In 220 AD, China fell into a period of political turmoil, leading to a temporary withdrawal from the Silk Road trade. In the midst of this turmoil, the secrets of silk production were smuggled out of the state, ending China’s monopoly on the material.

After the Tang Chinese court restored the state to its former prosperity around 600 AD, silk manufacturers already appeared in Byzantium, which was located in Anatolia and served as the successor to the rapidly declining state of Rome. But since the quality of Chinese silk still remained superior, a new phase of the silk trade arose from about 620 to 910 AD, this time from China to Byzantium and beyond.

The third phase

Beginning in Central Asia and advancing into China, India, Iran, and Anatolia, Mongol conquests under Genghis and Kublai Khan eventually stabilized the entire continent, facilitating communication and trade across Eurasia. As the various trading centers of Asia and Europe came under the unified control of the Mongols, the third and final heyday of the silk trade occurred, lasting from about 1210 to 1360 AD.

While silk was still one of the main products that traveled the Silk Road, textiles were sent west with pearls and precious stones, spices, ceramics, carpets and much more.
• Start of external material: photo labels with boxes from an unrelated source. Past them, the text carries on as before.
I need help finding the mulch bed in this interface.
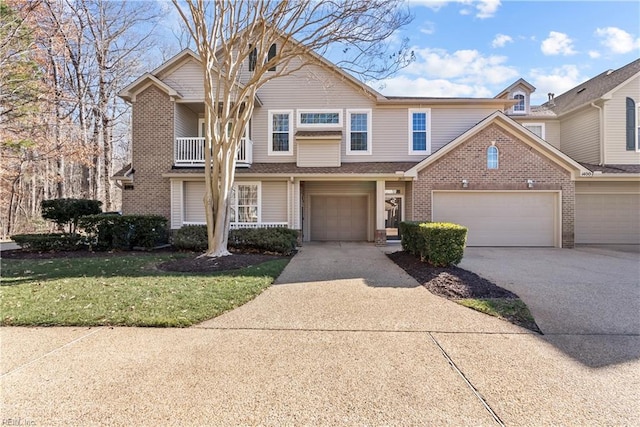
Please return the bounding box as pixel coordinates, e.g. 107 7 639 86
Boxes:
158 253 289 273
0 249 290 273
388 251 519 299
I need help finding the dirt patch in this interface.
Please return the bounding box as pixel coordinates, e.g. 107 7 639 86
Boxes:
388 251 518 299
0 249 290 273
158 253 289 273
387 251 542 333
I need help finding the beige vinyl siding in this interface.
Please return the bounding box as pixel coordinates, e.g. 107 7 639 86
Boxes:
303 181 376 241
296 140 340 167
183 181 206 224
171 180 183 230
604 77 640 165
560 107 600 164
175 103 198 138
160 59 204 100
261 181 287 222
511 116 560 149
430 107 496 153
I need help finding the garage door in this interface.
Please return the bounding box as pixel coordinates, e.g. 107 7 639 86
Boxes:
433 191 558 246
575 194 640 245
310 196 368 241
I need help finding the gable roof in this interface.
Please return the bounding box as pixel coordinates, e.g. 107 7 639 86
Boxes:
494 78 536 98
405 111 587 177
543 58 640 115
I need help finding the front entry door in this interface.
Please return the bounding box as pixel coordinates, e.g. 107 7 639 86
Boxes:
384 196 402 240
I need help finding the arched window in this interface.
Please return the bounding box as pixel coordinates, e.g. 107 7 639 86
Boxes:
513 93 527 113
487 145 498 169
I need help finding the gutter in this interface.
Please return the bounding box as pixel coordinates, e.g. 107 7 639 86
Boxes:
591 102 607 166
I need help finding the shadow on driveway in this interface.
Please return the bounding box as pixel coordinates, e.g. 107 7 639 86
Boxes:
460 248 640 367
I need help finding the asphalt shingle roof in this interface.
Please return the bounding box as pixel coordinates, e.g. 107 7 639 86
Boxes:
542 59 640 115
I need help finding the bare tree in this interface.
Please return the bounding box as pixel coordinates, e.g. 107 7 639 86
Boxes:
172 0 411 257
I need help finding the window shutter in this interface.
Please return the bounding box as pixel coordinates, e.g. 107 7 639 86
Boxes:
627 98 636 151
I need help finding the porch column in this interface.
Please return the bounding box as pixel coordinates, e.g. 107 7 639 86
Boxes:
375 180 387 246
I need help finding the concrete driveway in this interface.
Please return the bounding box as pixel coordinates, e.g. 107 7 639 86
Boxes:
0 243 640 426
460 247 640 366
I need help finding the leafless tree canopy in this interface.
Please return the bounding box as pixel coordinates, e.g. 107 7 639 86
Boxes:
173 0 411 256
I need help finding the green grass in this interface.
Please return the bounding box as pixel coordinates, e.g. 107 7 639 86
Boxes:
454 298 540 332
0 254 288 327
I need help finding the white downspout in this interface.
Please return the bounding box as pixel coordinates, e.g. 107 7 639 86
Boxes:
591 102 606 166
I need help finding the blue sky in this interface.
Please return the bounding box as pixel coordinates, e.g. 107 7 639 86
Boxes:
370 0 640 104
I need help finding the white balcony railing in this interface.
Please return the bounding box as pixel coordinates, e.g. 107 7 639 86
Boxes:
178 137 253 166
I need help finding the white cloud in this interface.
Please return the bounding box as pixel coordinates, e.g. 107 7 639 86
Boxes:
373 48 519 97
404 48 518 85
596 27 640 53
540 31 576 55
491 34 513 48
409 0 501 19
476 0 500 19
531 65 587 101
378 76 493 98
420 21 436 34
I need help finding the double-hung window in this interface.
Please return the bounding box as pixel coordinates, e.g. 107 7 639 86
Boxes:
297 109 342 129
513 93 527 114
626 98 640 151
409 109 431 154
268 110 293 156
229 183 260 223
347 110 372 154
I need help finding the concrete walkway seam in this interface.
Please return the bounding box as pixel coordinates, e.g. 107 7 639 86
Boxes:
0 328 103 378
428 333 505 427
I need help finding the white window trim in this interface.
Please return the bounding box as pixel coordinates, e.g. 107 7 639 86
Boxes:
408 108 431 156
486 145 500 170
345 108 373 156
229 181 262 225
636 102 640 153
296 108 342 129
511 91 529 114
522 122 547 141
267 110 294 156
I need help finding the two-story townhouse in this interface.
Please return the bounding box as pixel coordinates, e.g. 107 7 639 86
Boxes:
498 59 640 244
114 44 640 247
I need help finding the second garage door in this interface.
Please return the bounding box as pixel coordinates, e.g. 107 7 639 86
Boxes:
310 195 368 241
433 191 559 246
576 194 640 245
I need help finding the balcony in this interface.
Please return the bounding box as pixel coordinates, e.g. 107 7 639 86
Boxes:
178 137 253 167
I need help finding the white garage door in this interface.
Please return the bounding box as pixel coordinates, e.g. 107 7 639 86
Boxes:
310 196 368 241
433 191 559 246
575 194 640 245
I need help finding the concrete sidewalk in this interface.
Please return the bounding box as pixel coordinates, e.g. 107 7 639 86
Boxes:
0 244 640 426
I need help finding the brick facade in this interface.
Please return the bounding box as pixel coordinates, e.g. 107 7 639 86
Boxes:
412 124 575 248
122 86 174 219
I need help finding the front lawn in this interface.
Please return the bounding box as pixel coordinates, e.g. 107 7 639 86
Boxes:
0 253 289 327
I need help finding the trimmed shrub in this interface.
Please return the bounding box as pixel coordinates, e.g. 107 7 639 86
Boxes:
419 222 467 267
78 214 168 251
172 225 298 255
399 221 424 256
229 227 298 255
41 199 102 234
11 233 85 252
171 225 208 251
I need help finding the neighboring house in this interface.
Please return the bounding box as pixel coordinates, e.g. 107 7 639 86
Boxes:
114 46 640 247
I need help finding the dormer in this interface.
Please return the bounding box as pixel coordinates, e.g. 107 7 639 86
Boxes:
495 79 536 115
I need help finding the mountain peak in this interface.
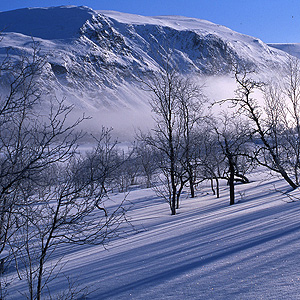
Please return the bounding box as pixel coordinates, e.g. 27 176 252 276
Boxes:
0 6 95 40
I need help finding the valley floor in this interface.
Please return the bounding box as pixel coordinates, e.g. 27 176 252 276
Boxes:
10 174 300 300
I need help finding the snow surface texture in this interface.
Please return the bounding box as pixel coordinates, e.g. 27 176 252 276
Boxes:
0 6 287 135
10 173 300 300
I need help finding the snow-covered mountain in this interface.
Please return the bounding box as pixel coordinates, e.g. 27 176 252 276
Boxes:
0 6 294 136
268 43 300 58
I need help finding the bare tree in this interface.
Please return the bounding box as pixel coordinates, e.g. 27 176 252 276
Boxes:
214 114 251 205
226 65 297 189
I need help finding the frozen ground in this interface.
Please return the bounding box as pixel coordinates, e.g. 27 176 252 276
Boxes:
10 170 300 300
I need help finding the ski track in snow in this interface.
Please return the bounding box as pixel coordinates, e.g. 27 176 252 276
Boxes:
10 175 300 299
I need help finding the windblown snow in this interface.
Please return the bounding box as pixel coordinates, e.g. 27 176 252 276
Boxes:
0 6 296 135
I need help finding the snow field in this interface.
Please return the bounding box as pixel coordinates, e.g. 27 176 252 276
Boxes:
10 170 300 299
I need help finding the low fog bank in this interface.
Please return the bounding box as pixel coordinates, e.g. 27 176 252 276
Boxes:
49 76 264 143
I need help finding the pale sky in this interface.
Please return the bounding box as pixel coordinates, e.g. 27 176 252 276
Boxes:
0 0 300 43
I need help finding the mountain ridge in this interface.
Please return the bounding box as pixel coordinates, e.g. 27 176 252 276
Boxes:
0 6 296 137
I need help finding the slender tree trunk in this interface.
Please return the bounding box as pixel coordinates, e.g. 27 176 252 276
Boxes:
228 160 234 205
210 178 216 195
216 177 220 198
189 175 195 198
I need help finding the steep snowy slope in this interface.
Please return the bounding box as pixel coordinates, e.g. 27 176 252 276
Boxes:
0 6 287 135
268 43 300 58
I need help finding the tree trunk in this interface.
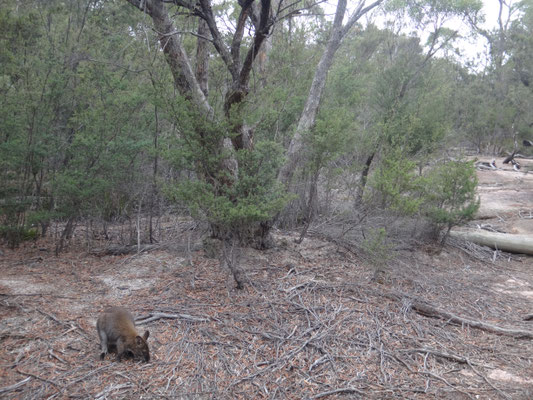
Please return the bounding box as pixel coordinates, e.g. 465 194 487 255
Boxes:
355 152 376 207
278 0 383 187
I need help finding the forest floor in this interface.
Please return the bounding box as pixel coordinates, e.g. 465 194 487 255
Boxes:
0 158 533 400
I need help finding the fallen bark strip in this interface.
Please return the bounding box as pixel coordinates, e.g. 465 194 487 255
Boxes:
411 302 533 339
0 376 31 394
135 312 209 325
450 231 533 255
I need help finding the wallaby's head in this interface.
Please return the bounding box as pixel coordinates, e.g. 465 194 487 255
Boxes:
130 331 150 362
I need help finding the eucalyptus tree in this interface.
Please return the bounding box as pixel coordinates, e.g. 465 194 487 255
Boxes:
469 0 533 153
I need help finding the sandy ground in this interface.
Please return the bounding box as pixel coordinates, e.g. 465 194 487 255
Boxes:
0 159 533 400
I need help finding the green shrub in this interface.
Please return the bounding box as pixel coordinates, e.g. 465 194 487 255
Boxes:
424 161 479 244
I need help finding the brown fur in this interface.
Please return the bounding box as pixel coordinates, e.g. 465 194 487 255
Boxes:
96 307 150 362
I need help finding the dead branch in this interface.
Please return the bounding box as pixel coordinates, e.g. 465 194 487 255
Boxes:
135 312 210 325
0 376 31 394
411 302 533 339
383 292 533 339
90 244 165 257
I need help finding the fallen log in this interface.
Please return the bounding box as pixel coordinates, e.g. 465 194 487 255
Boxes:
450 231 533 255
381 292 533 339
411 302 533 339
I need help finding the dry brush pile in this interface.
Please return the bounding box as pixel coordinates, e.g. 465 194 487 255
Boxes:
0 230 533 399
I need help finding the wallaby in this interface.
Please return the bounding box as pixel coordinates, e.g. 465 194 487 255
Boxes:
96 307 150 362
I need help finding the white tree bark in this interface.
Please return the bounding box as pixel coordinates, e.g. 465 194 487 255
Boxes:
450 231 533 254
278 0 384 186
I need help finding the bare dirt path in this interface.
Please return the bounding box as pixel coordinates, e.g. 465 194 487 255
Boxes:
0 161 533 400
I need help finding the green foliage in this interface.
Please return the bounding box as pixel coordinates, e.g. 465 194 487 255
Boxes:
361 228 392 279
166 141 288 236
424 161 479 242
364 152 423 216
304 107 356 175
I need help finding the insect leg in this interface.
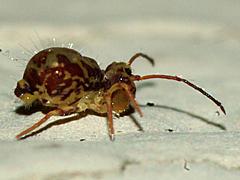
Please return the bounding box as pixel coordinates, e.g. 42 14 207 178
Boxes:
127 53 154 66
105 94 115 141
132 74 226 114
119 83 143 117
16 109 65 140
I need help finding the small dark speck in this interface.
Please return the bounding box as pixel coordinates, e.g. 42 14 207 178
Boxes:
147 102 155 106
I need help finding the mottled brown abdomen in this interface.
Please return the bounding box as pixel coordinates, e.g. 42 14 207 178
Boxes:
23 47 103 106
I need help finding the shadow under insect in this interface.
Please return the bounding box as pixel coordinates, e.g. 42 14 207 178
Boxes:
15 99 226 140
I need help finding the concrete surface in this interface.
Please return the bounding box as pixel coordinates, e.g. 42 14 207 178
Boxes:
0 0 240 180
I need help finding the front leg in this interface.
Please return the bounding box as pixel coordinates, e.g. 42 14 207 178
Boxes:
16 107 72 140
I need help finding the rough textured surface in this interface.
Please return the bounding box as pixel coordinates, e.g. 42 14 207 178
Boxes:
0 0 240 180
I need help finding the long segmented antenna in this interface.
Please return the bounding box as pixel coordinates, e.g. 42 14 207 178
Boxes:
132 74 226 115
127 53 155 66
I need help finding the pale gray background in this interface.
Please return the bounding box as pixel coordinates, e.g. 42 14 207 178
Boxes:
0 0 240 180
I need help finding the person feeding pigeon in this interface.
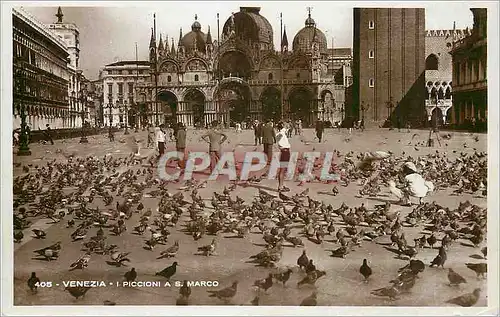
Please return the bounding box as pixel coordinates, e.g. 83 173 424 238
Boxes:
156 124 165 159
396 162 434 205
276 122 291 191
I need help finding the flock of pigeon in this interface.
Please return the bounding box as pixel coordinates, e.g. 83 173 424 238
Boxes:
13 131 487 307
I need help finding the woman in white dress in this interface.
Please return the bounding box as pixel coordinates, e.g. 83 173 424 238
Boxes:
276 122 291 192
403 162 434 204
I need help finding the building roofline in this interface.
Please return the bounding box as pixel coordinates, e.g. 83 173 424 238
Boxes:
425 29 468 37
104 61 151 67
12 7 69 54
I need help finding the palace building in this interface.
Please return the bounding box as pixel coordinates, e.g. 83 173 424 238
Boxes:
425 28 468 126
12 8 70 130
96 61 151 126
450 8 488 128
133 7 352 126
47 7 89 128
349 8 426 124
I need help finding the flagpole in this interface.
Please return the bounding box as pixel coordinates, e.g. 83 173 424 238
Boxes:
280 13 285 120
153 13 158 126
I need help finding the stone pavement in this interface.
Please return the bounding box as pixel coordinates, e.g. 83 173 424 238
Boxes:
14 129 487 306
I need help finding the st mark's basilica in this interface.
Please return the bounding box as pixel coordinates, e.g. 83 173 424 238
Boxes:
136 7 351 126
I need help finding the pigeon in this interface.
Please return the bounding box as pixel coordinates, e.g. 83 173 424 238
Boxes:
253 273 273 292
14 230 24 243
297 250 309 269
207 281 238 300
481 247 488 259
448 268 467 286
198 239 217 256
297 270 326 286
273 269 293 286
155 262 178 280
157 241 179 259
70 252 90 271
31 229 47 239
359 259 372 282
427 233 437 249
179 280 191 298
306 259 316 274
465 263 488 278
330 246 349 258
123 267 137 282
446 288 481 307
28 272 40 294
106 252 130 267
300 292 318 306
65 286 90 299
430 247 447 268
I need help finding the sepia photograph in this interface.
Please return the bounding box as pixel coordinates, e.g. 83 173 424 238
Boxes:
1 1 499 316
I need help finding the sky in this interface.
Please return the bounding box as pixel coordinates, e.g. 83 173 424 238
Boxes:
21 1 477 79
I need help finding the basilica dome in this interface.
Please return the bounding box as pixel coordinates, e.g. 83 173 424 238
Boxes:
222 7 273 46
292 13 328 54
180 15 207 53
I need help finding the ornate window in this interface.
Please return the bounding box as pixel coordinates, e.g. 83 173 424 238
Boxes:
425 54 439 70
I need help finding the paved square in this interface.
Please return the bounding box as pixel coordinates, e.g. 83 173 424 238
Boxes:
14 129 487 306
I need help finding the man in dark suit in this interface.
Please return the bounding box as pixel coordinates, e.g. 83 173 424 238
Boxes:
45 123 54 145
262 119 276 164
253 120 262 145
175 122 186 169
316 119 325 143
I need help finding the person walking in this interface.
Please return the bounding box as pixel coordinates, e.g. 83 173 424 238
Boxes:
175 122 186 169
147 125 155 149
275 122 291 192
26 124 31 144
257 121 264 144
262 119 276 164
45 123 54 145
252 120 261 145
156 124 165 160
201 121 227 173
126 133 140 156
316 119 325 143
108 126 115 142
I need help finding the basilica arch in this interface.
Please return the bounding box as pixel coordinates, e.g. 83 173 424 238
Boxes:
159 90 179 123
260 87 281 122
184 89 206 127
218 50 252 80
214 78 251 124
288 87 313 127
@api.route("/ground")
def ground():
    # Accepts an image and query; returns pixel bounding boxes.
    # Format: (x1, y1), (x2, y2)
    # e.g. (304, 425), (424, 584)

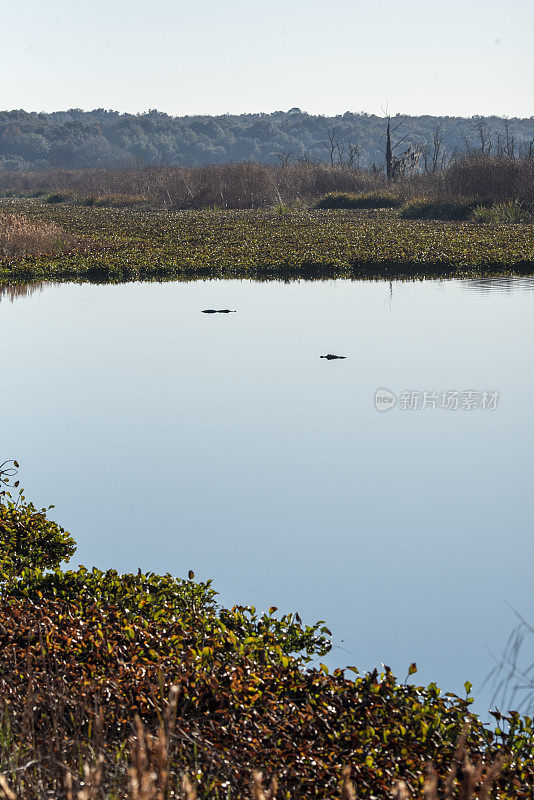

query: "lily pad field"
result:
(0, 200), (534, 283)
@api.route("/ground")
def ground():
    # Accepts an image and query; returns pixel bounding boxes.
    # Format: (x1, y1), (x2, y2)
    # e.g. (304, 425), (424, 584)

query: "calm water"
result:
(0, 279), (534, 720)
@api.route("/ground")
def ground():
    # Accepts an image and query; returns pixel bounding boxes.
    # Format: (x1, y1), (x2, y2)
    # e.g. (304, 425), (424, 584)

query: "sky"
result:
(0, 0), (534, 117)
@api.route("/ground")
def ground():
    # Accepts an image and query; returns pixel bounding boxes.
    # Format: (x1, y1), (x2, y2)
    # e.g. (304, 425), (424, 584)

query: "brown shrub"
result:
(0, 213), (71, 258)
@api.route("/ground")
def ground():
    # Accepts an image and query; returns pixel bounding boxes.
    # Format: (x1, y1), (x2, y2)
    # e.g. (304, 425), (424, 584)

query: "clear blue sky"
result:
(0, 0), (534, 117)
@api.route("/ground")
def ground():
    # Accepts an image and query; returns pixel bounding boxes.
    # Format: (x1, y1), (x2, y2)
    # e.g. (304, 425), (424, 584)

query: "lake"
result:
(0, 279), (534, 716)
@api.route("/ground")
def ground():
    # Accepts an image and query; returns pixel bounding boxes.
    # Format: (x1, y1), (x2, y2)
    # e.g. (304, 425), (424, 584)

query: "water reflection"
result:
(0, 281), (47, 303)
(462, 275), (534, 294)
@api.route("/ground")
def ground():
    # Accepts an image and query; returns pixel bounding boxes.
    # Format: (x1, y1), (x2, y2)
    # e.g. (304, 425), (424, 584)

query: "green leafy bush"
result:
(0, 494), (76, 580)
(315, 192), (401, 209)
(0, 476), (534, 800)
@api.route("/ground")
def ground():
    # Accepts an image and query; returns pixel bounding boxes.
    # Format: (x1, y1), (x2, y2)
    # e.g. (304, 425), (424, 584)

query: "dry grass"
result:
(0, 708), (503, 800)
(0, 213), (72, 258)
(0, 156), (534, 209)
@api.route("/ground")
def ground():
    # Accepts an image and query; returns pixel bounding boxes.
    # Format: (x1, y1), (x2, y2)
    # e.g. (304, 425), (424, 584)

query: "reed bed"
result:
(0, 212), (73, 258)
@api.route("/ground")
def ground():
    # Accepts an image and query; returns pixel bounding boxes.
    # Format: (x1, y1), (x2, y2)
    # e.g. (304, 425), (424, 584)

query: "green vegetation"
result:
(0, 466), (534, 800)
(0, 108), (534, 171)
(472, 200), (533, 225)
(399, 197), (477, 221)
(315, 192), (401, 209)
(0, 201), (534, 283)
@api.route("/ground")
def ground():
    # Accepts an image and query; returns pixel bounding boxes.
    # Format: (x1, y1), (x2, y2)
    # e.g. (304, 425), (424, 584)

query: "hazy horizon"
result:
(0, 0), (534, 118)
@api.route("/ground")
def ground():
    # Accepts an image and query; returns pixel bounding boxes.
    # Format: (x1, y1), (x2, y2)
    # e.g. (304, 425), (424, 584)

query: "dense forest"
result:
(0, 108), (534, 171)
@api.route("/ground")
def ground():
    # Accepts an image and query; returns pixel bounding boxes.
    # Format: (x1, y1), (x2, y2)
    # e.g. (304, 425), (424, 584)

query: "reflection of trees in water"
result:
(0, 281), (46, 303)
(463, 275), (534, 294)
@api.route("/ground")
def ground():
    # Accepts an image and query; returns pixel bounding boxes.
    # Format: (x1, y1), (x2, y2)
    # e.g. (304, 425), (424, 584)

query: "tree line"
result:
(0, 108), (534, 172)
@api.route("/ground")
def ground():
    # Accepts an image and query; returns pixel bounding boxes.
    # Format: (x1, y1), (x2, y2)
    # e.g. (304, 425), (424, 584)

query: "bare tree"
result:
(385, 114), (422, 183)
(276, 150), (292, 167)
(323, 128), (339, 166)
(502, 119), (515, 158)
(347, 142), (362, 169)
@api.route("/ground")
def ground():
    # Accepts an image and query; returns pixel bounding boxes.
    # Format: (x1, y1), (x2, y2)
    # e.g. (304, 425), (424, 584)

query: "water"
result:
(0, 279), (534, 710)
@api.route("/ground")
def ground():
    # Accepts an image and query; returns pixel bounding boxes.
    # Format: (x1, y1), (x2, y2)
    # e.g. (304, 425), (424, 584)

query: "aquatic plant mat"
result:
(0, 201), (534, 283)
(0, 468), (534, 800)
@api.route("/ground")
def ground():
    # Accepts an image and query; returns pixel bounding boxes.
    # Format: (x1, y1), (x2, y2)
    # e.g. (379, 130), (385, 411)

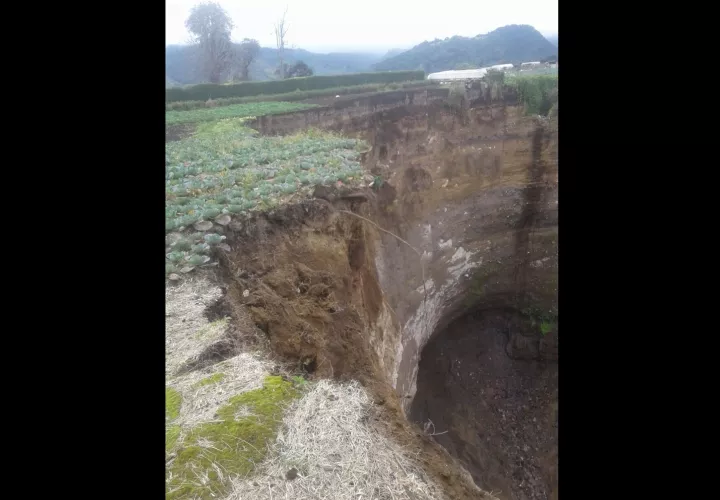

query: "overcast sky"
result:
(165, 0), (558, 52)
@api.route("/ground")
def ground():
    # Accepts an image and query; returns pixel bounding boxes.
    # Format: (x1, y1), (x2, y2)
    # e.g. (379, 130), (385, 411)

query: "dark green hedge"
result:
(165, 71), (425, 102)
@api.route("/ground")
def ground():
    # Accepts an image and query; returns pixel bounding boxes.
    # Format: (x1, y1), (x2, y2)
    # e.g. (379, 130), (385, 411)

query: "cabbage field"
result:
(165, 118), (368, 274)
(165, 101), (317, 125)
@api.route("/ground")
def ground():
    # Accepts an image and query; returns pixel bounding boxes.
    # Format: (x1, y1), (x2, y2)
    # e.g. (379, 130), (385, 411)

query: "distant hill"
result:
(378, 49), (407, 62)
(165, 45), (383, 85)
(374, 24), (557, 73)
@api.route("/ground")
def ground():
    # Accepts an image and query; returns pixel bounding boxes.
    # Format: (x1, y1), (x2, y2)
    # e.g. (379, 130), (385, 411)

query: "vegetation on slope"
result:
(166, 376), (304, 499)
(165, 44), (383, 85)
(374, 25), (557, 73)
(165, 71), (425, 102)
(165, 80), (437, 111)
(165, 119), (367, 274)
(505, 75), (558, 116)
(165, 102), (316, 125)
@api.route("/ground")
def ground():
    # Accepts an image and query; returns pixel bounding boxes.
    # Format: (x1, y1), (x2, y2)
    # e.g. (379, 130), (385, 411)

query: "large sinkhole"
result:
(408, 309), (558, 500)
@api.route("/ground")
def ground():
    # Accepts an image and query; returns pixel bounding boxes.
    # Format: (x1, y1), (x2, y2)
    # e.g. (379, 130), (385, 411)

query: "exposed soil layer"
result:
(409, 311), (557, 500)
(198, 90), (557, 500)
(216, 199), (492, 499)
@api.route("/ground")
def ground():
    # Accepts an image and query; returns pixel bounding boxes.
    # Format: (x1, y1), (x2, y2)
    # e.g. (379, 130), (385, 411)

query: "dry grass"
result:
(165, 274), (226, 378)
(228, 380), (445, 500)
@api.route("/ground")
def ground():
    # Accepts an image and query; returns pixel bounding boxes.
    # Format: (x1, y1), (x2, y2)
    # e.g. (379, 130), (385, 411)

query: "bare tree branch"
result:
(274, 7), (288, 80)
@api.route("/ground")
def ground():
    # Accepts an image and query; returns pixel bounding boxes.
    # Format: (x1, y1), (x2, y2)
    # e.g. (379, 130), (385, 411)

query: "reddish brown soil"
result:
(218, 200), (492, 499)
(410, 311), (557, 500)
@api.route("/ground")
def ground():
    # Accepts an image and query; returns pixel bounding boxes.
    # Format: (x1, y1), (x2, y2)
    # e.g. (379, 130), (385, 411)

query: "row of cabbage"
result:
(165, 128), (365, 232)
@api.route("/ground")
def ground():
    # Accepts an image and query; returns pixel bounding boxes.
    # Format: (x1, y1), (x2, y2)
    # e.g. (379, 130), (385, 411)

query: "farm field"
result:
(165, 101), (316, 126)
(165, 117), (367, 275)
(165, 80), (437, 111)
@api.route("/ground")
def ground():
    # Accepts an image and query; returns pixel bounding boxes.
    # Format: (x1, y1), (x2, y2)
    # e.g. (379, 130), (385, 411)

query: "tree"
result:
(274, 7), (288, 80)
(286, 61), (313, 78)
(233, 38), (260, 82)
(185, 2), (234, 83)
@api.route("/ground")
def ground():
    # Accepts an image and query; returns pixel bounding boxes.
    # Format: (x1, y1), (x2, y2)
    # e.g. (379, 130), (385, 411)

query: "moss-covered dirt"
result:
(194, 373), (225, 387)
(166, 374), (301, 499)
In addition to these material goods, the Mongols’ openness to foreigners and foreign ideas also facilitated the movement of people, philosophies, and pathogens across vast stretches of the Silk Road routes.


Read more: The life of Genghis Khan, the ruthless warlord who created the world’s greatest empire


When did the Silk Road end?

Although it survived and sometimes thrived during times of trouble, trade along the Silk Road began to deteriorate around 1360 AD. Already depleted by outbreaks of the bubonic plague during the Black Death some 20 years earlier, trade was further weakened by the fragmentation of the Mongol Empire.

The really decisive blow to trade came around 1450 AD, when the taxes and tolls of the burgeoning Ottoman Empire curbed almost all remaining trade along the traditional Silk Road routes.


Read more: Genghis Khan had a soft side


Forging new paths

Experts say the fall of the Silk Road forced European merchants to seek alternative routes to the trading centers of Asia. And tempted by the idea that there was a better way to travel, these traders headed for the seas, which were not as affected by the taxes and bandits that had always been involved in traditional overland trade.

Ushering in a new era of cross-cultural trade and contact in which travelers would jump between the “Old World” and the “New World” with dramatic and devastating consequencesthis search for sea routes only reinforced the ancient shift to worldwide interaction that began with the Silk Road as late as 130 BC.